Sahi neden bir anda asi kesilmiştim ki? İçimde böyle birini sakladığımı bilmiyordum. Ben evinden çıkmayan, düşüncelerini içinde saklayan ve belkide fazla asosyal bir kızdım. Kendimi tanıyamıyordum.
"Bebek bakıcılığı yapmanı gerektiren şey nedir?"
Güldü, ama samimiden o kadar uzak bir gülümsemeydi ki bu bir anda ciddileşti ve omuzlarımdan tutarak beni arka arka yürümeye zorladı. Sesim çıkmadan kaşlarım çatık bir şekilde onu izlemeyi sürdürdüğümde şimdi içerideydik, kapının yanında.
"Fazla mızmız olman," dedi başını yana yatırıp yüzüme bakarken. Elleri hala omuzlarımdaydı. "Kendine bakabileceğinden bile şüpheliyim. Kaç yaşındayım demiştin, on dokuz mu? Hala bir çocuksun."
"Reşitim." diye tısladım dişlerimin arasından. Hiç tanımadığı bir insandım ona göre, hatırlamadığı ve belkide hiç hatırlamayacağı biriydim.
"Hadi ya?" diye sordu alayla. İçi nasıl olursa olsun, bana nasıl davranırsa davransın güzelliği çok... fazlaydı. "Amerikada yaşamıyoruz, güzelim. Bu yüzden sen hala bir çocuksun."
Güzelim? Sıradan bir kelime, kendine gel.
Yüzümü bir kez daha buruşturduğumda başını iki yana sallayarak sırıttı. Bembeyaz dişleri gözlerimin önüne serildi, yanaklarındaki kaslar gerildi ve gözleri çizgi halini aldı. Üzgünüm ama o kadar güzeldi ki... Tamam, bunu bir daha düşünmeyeceğim.
"Şu yüzünü buruşturmayada bir son ver artık, erken yaşlanacaksın."
"Kimin umrunda?"
"Senin."
"Önemli olan iç güzellik," Doğruydu değil mi? "Sende olmayan bir şey."
Yüzü düştü. "Nereden biliyorsun içimin çirkin olduğunu?"
Ağzımı açıyordum ki Yoongi'nin sesiyle omzumun üzerinden ona baktım. Umursamaz bir ifadeyle bize bakıyor, çenesiyle kapıyı işaret ediyordu.
"Kapatın artık şu kapıyı."
Neden hep onunla laf dalaşına girdiğimde birileri bana sansür oluyordu ki? Bir şeyleri çokça yüzüne vurmak istiyordum, şimdiden fazlasıyla dolmuştum ona karşı. Fakat ne ara buraya gelmiştik ki?

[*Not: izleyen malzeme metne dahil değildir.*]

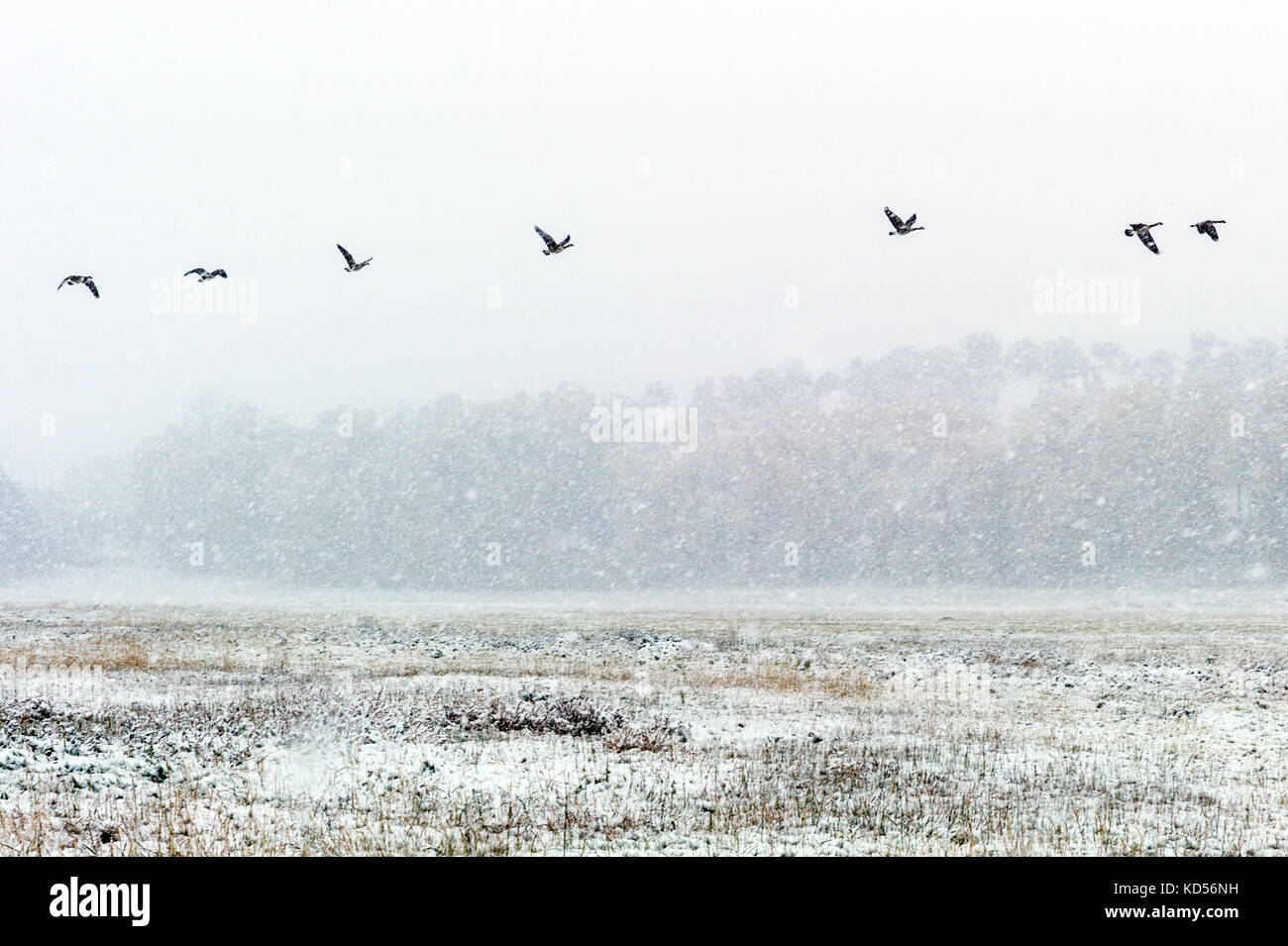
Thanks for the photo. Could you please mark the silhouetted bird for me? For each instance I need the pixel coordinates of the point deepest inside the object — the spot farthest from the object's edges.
(86, 280)
(353, 266)
(1142, 232)
(202, 274)
(901, 228)
(1206, 227)
(552, 246)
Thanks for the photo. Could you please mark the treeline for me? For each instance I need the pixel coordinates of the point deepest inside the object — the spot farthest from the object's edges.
(1038, 465)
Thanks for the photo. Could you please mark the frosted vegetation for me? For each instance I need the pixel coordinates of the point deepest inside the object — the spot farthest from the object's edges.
(1042, 465)
(224, 731)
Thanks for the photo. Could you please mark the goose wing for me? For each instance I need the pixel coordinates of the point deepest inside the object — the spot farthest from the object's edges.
(1147, 240)
(550, 241)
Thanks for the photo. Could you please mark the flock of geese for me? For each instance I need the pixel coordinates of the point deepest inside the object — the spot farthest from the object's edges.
(1141, 231)
(902, 228)
(351, 265)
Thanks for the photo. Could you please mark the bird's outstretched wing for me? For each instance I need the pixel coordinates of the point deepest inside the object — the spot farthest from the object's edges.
(546, 237)
(1147, 240)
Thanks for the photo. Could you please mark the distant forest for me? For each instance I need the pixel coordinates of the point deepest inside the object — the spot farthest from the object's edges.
(1038, 465)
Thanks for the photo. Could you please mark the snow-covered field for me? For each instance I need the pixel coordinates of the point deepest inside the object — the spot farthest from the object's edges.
(179, 729)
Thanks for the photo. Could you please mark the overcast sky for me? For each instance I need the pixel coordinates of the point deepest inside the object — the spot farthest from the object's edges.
(713, 162)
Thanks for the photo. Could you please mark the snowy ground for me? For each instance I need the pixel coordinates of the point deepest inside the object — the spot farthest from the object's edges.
(243, 730)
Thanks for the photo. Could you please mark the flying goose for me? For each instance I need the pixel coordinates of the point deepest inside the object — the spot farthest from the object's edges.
(202, 274)
(552, 246)
(1207, 227)
(1142, 232)
(353, 266)
(88, 280)
(900, 226)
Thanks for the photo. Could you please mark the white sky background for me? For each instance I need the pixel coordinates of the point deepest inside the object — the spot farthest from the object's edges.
(1024, 138)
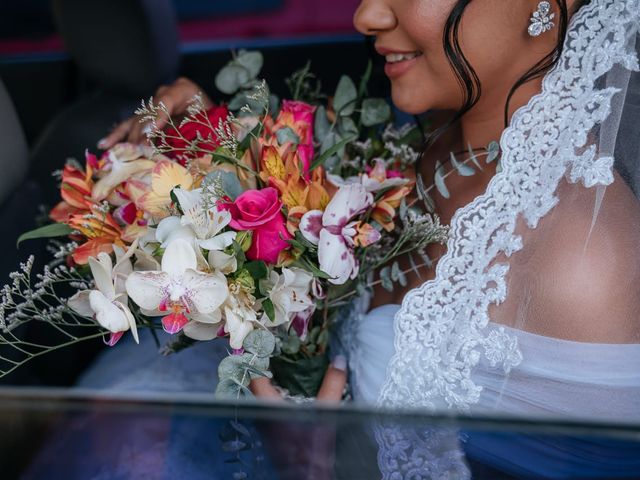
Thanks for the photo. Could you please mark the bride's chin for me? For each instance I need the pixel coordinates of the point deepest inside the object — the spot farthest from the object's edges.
(406, 100)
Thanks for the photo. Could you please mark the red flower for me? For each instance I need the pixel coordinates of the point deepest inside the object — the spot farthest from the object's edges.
(259, 212)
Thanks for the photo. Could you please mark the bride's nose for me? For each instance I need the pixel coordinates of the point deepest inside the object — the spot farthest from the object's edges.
(373, 17)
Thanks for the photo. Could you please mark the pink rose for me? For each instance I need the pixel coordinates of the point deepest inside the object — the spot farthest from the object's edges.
(259, 212)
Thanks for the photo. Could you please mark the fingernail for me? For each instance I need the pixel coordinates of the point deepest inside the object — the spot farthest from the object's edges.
(339, 363)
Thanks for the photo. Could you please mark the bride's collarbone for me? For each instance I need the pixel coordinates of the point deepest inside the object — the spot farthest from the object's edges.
(462, 191)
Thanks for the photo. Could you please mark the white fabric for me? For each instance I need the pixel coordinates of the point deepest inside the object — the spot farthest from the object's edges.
(509, 261)
(540, 272)
(555, 378)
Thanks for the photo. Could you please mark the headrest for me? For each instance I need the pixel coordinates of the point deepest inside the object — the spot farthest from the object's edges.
(14, 156)
(128, 46)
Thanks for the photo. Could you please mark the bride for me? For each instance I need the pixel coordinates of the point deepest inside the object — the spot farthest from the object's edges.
(533, 308)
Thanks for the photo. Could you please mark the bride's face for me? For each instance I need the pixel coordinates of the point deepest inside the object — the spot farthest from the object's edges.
(492, 35)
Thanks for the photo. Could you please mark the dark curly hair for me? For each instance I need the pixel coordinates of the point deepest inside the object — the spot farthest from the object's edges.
(467, 76)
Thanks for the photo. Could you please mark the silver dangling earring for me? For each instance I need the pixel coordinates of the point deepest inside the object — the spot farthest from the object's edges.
(542, 20)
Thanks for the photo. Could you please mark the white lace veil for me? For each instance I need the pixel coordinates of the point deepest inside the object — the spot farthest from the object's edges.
(539, 291)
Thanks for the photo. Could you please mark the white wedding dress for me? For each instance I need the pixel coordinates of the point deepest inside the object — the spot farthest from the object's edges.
(535, 307)
(555, 377)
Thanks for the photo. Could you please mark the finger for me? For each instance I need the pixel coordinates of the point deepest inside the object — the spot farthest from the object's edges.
(139, 131)
(263, 388)
(334, 381)
(118, 134)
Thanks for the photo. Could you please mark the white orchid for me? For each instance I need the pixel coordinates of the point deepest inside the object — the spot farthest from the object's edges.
(237, 318)
(199, 225)
(108, 302)
(373, 181)
(289, 294)
(178, 289)
(123, 161)
(336, 234)
(239, 322)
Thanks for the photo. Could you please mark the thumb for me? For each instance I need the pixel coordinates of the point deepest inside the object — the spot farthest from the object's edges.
(334, 381)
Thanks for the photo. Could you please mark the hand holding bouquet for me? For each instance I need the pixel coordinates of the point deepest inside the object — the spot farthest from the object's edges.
(255, 221)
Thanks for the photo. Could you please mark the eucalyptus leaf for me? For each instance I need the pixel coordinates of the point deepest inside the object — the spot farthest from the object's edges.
(344, 100)
(493, 151)
(258, 269)
(241, 429)
(331, 151)
(463, 169)
(251, 360)
(260, 342)
(287, 135)
(473, 157)
(269, 309)
(375, 111)
(423, 195)
(231, 78)
(251, 60)
(232, 368)
(395, 271)
(291, 345)
(48, 231)
(439, 180)
(364, 81)
(321, 126)
(300, 376)
(402, 279)
(227, 388)
(403, 210)
(385, 279)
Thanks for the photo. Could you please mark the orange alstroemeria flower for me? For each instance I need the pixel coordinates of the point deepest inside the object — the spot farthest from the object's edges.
(75, 190)
(101, 230)
(166, 175)
(298, 194)
(384, 211)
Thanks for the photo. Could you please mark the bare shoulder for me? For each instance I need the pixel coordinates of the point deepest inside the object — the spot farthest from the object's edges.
(582, 267)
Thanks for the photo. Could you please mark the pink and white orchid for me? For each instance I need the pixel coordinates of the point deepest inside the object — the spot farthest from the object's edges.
(289, 293)
(337, 235)
(108, 302)
(122, 162)
(178, 289)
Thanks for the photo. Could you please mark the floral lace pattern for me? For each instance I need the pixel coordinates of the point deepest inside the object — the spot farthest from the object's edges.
(440, 329)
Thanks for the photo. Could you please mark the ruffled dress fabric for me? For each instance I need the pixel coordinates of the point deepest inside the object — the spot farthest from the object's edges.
(556, 379)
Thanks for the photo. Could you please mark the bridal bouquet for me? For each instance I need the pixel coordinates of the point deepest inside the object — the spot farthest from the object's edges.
(254, 222)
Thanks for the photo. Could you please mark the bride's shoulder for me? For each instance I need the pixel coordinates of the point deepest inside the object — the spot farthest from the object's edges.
(585, 260)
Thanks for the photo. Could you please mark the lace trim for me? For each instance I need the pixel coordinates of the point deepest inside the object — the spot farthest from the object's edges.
(439, 329)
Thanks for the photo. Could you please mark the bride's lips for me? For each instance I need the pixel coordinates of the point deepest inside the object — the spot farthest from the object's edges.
(398, 61)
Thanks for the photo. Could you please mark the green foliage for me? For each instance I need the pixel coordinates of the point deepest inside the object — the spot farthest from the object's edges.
(260, 342)
(286, 135)
(240, 72)
(269, 309)
(228, 181)
(344, 100)
(375, 111)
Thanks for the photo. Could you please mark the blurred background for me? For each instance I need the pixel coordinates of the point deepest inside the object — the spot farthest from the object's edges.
(72, 69)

Jimin ayağıyla kapıyı sertçe kapattığında Yoongi sert bir şekilde baktı. Jimin buna karşılık olarak iki elini havaya kaldırdı ve, "Ayağım fazla çarptı." dedi. Yüzümdeki ifadeyi korumaya çalışarak onun peşinden salona girdim. Nasıl anlatmak gerekirdi bilmiyordum ama salon sanki bir oyun merkezi kadar büyüktü.
ŞİMDİ OKUDUĞUN
park jimin | close your eyes
Fanfictioneuphoria: bana euphoria: yardım euphoria: et euphoria: sana bir sesli mesaj yolladı. euphoria: sana bir video yolladı. AÇMAK İÇİN DOKUN. - pjm: hey pjm: seni kim çekiyor? pjm: ya da sen kimsin? pjm: iyi misin? euphoria: hey euphoria: neden bahsed...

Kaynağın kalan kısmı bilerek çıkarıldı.